The academics are reassuring about the understandable anxiety experienced in the face of the AI learning curve. “We look through a business lens at what leaders – who are not coders or mathematicians – need to understand in terms of the concepts to bring to the fore and also to ensure they can ask the right questions around AI,” says Arbogast.

“Our courses are suitable for people with absolutely no STEM background,” says Berkeley’s Katona, echoing the sentiments from many of the other business schools. “We try to explain how AI works without really any equations. Our goal is to teach them language so that they can communicate about it.”

“This year, we’ve added more case studies about AI and machine learning,” says Tang. “We’re not going to teach our executives to code but we can give them a little taste of how just a few lines of code can help automate workflows or reveal new growth opportunities. In executive education courses, we’re teaching data literacy and data analytics and, this year, we’ve had a lot of incoming demand to upskill leaders and managers in generative AI.”

More help is on the way – 2024 will see multiple new courses at business schools to get leaders up to speed on generative AI. “Organisations are reaching out to us and I’m sure to others,” says Abedin. “As far as I know, there is no single course out there to cover everything but there are a lot of discussions and there’s a lot of awareness. Moving forward, you will see more systematic learning and teaching programs.”

5. Keep humans in the loop

“We want to shift the conversation from focusing on the tech because the future is all about human-AI collaboration – how we work together,” says Williams. “AI is awesome but without humans it doesn’t have direction, motivation or real problems to solve. That’s what the UNSW Business AI Lab is oriented towards, plus a lot of our other courses.”

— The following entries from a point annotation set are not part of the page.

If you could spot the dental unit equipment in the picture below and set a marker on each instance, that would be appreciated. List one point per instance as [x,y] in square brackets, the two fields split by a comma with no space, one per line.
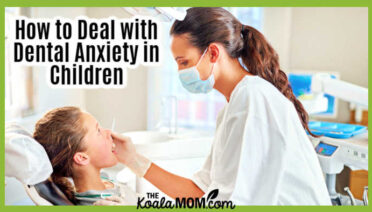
[343,144]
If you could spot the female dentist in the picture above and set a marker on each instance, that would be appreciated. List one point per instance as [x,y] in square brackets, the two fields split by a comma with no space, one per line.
[261,154]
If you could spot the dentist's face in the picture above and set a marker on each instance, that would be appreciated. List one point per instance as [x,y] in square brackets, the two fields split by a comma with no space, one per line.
[98,143]
[187,55]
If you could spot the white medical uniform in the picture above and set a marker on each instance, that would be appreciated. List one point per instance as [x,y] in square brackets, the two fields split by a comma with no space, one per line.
[261,154]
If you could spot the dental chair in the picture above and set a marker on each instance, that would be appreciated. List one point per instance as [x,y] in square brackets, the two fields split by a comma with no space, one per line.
[27,161]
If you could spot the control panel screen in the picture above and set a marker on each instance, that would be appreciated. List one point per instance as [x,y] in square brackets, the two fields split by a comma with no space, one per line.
[325,149]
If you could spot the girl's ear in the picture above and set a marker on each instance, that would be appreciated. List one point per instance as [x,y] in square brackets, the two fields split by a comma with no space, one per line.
[214,52]
[81,158]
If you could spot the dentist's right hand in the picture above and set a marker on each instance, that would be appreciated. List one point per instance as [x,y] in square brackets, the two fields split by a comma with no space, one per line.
[126,153]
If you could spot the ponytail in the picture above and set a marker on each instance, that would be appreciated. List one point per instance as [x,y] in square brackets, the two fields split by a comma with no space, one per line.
[262,60]
[66,187]
[205,25]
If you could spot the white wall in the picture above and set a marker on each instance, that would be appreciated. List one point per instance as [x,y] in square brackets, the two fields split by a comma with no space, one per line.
[127,105]
[322,39]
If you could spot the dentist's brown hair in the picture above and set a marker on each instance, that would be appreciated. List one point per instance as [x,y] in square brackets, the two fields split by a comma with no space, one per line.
[205,25]
[61,132]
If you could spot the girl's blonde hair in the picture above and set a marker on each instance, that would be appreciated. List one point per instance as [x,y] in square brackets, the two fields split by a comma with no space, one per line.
[61,132]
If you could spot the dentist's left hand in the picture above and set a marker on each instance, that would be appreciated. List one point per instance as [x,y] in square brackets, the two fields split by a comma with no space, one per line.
[126,153]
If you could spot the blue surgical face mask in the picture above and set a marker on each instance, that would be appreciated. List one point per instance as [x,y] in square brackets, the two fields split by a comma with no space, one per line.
[191,81]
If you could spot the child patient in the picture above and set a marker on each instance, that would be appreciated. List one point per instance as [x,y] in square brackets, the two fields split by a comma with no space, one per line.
[78,148]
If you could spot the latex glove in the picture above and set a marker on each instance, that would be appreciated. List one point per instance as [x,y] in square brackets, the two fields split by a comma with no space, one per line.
[126,153]
[113,200]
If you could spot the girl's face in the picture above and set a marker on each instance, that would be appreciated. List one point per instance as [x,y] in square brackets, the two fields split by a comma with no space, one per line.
[187,56]
[98,143]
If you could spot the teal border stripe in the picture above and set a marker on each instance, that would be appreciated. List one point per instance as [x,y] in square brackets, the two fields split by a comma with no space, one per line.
[164,3]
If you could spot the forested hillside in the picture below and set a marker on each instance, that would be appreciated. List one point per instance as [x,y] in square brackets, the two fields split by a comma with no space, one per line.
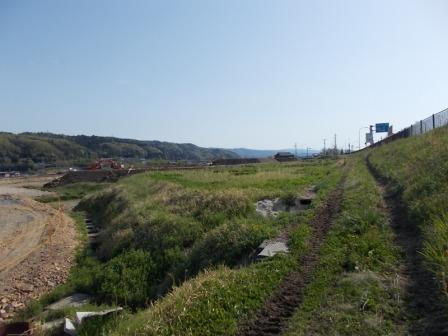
[30,150]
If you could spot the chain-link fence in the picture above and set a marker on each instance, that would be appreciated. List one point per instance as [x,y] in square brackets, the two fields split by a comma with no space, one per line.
[436,120]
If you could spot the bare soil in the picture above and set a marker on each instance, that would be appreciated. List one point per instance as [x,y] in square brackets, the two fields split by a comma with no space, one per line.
[36,244]
[426,310]
[273,318]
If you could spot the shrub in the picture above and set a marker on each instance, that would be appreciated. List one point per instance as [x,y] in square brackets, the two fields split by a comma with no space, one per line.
[126,279]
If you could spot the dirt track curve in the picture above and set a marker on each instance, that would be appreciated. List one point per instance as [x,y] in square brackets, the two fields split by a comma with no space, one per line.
[425,313]
[36,245]
[273,318]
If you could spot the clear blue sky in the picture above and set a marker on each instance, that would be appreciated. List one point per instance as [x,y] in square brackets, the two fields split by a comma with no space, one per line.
[224,73]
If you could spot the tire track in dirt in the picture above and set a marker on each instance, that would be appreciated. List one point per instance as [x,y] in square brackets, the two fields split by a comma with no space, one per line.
[425,312]
[273,318]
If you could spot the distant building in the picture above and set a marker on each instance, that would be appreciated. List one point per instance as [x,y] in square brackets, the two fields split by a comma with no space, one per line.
[284,156]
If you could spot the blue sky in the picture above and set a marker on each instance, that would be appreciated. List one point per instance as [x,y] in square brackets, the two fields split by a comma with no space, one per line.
[222,73]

Leaders themselves, says Arbogast, “will be disrupted or displaced” if they don’t upskill around AI but keeping soft skills sharp is all-important, too. “AI is learning and creating from the data being fed into it, finding the patterns and the networks, but EQ and the human skills of being able to interpret with nuance is true intelligence.”

“In a way, we have to redefine what creativity is,” says Williams. “A lot of people would say creativity separates humans from AI or machines. Yet generative AI on its own is more creative than most people. In the hands of a creative human, it’s even more so.”